神殿の神様 1
バステト神殿には、本当に神様がいる…?
バステト神が、本当にいる…?
神獣である九尾やティフォンが存在するのだから、人外の存在がいても不思議ではない。
しかし、本当の神というものは、前の世界にはすでにいなかった。神話に語られるとおり、かつてのティフォンがいた時代には神々も実在したが、それも遠い昔のことだ。
遠い存在だと思っていた神がすぐそばにいると言われて、メリシャだけでなくリネアも困惑の表情浮かべていた。
「シェプト、バステト神が神殿にいるって、本当なの?」
「はい。バステトの神官たちはそう説いています…しかし、神殿の最奥にある聖所は一部の神官以外は何人も立ち入れぬ場所とされ、我々部族長はもちろん、おそらくは歴代の王ですら入ったことはありませぬ」
神官たちは神の存在を主張しているが、実際に神を見た者はいないらしい。神官たちでさえ、本当に見たのかどうかはわからない。だがフルリは、神殿にはバステト神がいて、神官たちに加護を与えていると言う。
「神さま、かぁ…」
メリシャは、小さくつぶやいた。もし神が実在するのなら、どんな存在なのだろうか。侮れぬ力を持つ強大な存在である可能性もあるが、メネスの侵攻に際しても姿を現さなかったところを見ると、人同士の争いには頓着しないのかもしれない。それならば、神官たちだけに加護を与えているのは、どうしてなのだろうか。神官は、神殿を守っているから?
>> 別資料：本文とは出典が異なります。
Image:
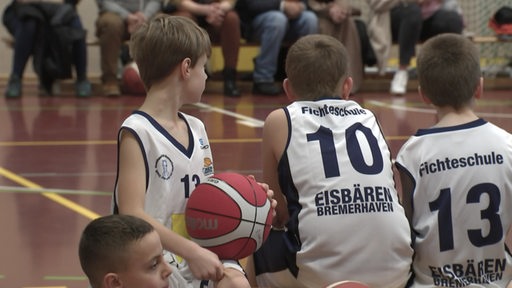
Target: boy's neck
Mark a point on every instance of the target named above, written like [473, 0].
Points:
[447, 116]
しかし、神官たちがバステト神に認められた存在なのだとしたら、少し厄介だ。神官団を一掃したとして、バステト神を信じる民たちは、神官団と自分達と、どちらを悪と見做すだろうか…
「リネア、どうしようか」
「そうですね…」
帝国もサエイレムも、神殿はあったが総じて宗教色は薄かった。だから、こういう神様がらみの問題にどう対応すればいいか…正直、困った。
「メリシャ、困っておるようじゃのぅ」
するりとリネアの背から玉藻が姿を現した。
「なんでも一人で考える必要はないのじゃ。あのフィルも、幾度となく麿に頼ったものよ。メリシャも見ておったじゃろう?」
ふふんと胸を張る玉藻。
「玉藻には、何かいい知恵があるの?」
「そうじゃな。あるといえばある」
「あ、あわわ、メリシャ様、この方は一体?!」
突然現れた玉藻の姿に、フルリは思わずメリシャの後ろに隠れた。周りの巫女たちも足を止めて固まっている。
「勇敢な巫女の娘よ。麿のことが恐ろしいのか?神官から幼子を守った時の気概はどうしたのじゃ?」
玉藻は、すいっとフルリの側に移動して顔を寄せた。ひぃっと声を上げてフルリはますます身を縮める。
「玉藻様、フルリをあまり怖がらせないでください」
「すまんの。面白い娘じゃから、つい、の」
玉藻は少しフルリから離れてから、パシンと音を立てて扇を畳んだ。
「麿は玉藻という。リネアの中に居候しておる、遥か昔に死んだ者じゃ」
「し、死んだ者…ということは、玉藻さまは『バー』でございやすか?」
メリシャの後ろから、そろそろと出て来たフルリは、浮遊する玉藻を上目遣いに見ながら尋ねる。
「ふむ。それが人の霊魂を指す言葉であるのなら、そのとおりじゃな」
バーとは、ヒクソスやメネスで、死者の魂を意味する言葉である。
人が死んだあともバーは死なず、自らの身体が保存されている限り、天には還らず身体に留まる。そして、身体の内と外を自由に往来して、生き続けると信じられていた。
「ままま、まさかリネアの姉さんは本当は死んでいて…」
顔を真っ青にしてカタカタと震えながら、フルリが言う。
「フルリ、私は生きていますよ」
リネアも、まさかの死亡扱いに苦笑を浮べている。
「ふふ…面白いことを言う娘じゃの…麿はリネアの魂ではないぞ。見た目も全く違うであろうが」
さも可笑しそうに笑う玉藻の姿に、フルリを始め巫女たちもようやく緊張を解いた。